Last updated on December 6th, 2017 at 10:56 pm
In this episode, you’ll learn how to make your consulting website far more persuasive using social proof.
The website used in this example is Inscape Consulting.[Slides]
Welcome to Consulting Website Design 005: Social Proof.
In today’s episode, I’m going to give you a quick primer on social proof and how to use it on your consulting website.
One of the reasons I really like this consulting website is how Greg, the founder, uses social proof throughout the website.
As I scroll through it, you can see that we have some professional photography at the top, we have some client logos, we have some feature logos here, we have a slider for testimonials, and at the end we have some neat little counter section to show his prospects some of the numbers in the business.
The combination of these social proof elements make the website, and his business looks far more persuasive and credible.
To illustrate the point, I’m going to strip away these social proof elements, and then compare it to the original.
First I’m going to get rid of the logo section.
And then I’m going to this headshot as well as the “As Seen On” images.

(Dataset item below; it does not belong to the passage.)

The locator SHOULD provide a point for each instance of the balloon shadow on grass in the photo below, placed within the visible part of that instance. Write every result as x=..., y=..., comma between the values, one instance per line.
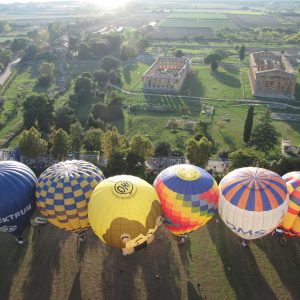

Next I’m going to get rid of the testimonial section.
Finally, I’m going to get rid of the counter section.
Let’s start from the top.
So when I scroll through this again, notice how it’s not nearly as persuasive and compelling as the original, and that’s because it’s lacking that social proof.
Now the original.
Again, the original is far more persuasive than how I removed it because who you work with and what people say about you is critical in your marketing as a consultant.
This quote, taken from a Nielson-Norman Group article, explains the power of social proof:
Occasionally, in usability studies, users tell us that they don’t care about user reviews, they don’t trust other people’s opinions, and they make all of their decisions based totally on their own independent perspective. Unfortunately, thousands of psychology studies prove this “lone wolf” theory to be quite false — another example of why we should base design decisions on what users do rather than what they say.
Social-psychology studies have repeatedly indicated our conscious and unconscious reliance on each other for cues in almost all decisions that we make.
It’s easy to think that you aren’t affected by social proof, but it’s baked into your nature as a human being.
If any of you have read Robert Cialdini’s great book, Influence, you’ll know that Social Proof is one of the 6 principles of persuasion.
And when it comes to your website, you want to put these principles of persuasion to the test.
If more people click on his various CTAs — the download button for his lead magnet — because of the social proof he has on his website, then it’s a great design decision to include all of these elements on his website.
Today’s action step is really simple: beef up your website with some social proof.
Use a mixture of testimonials, client logos, features, and some design elements throughout your consulting website to make it more persuasive.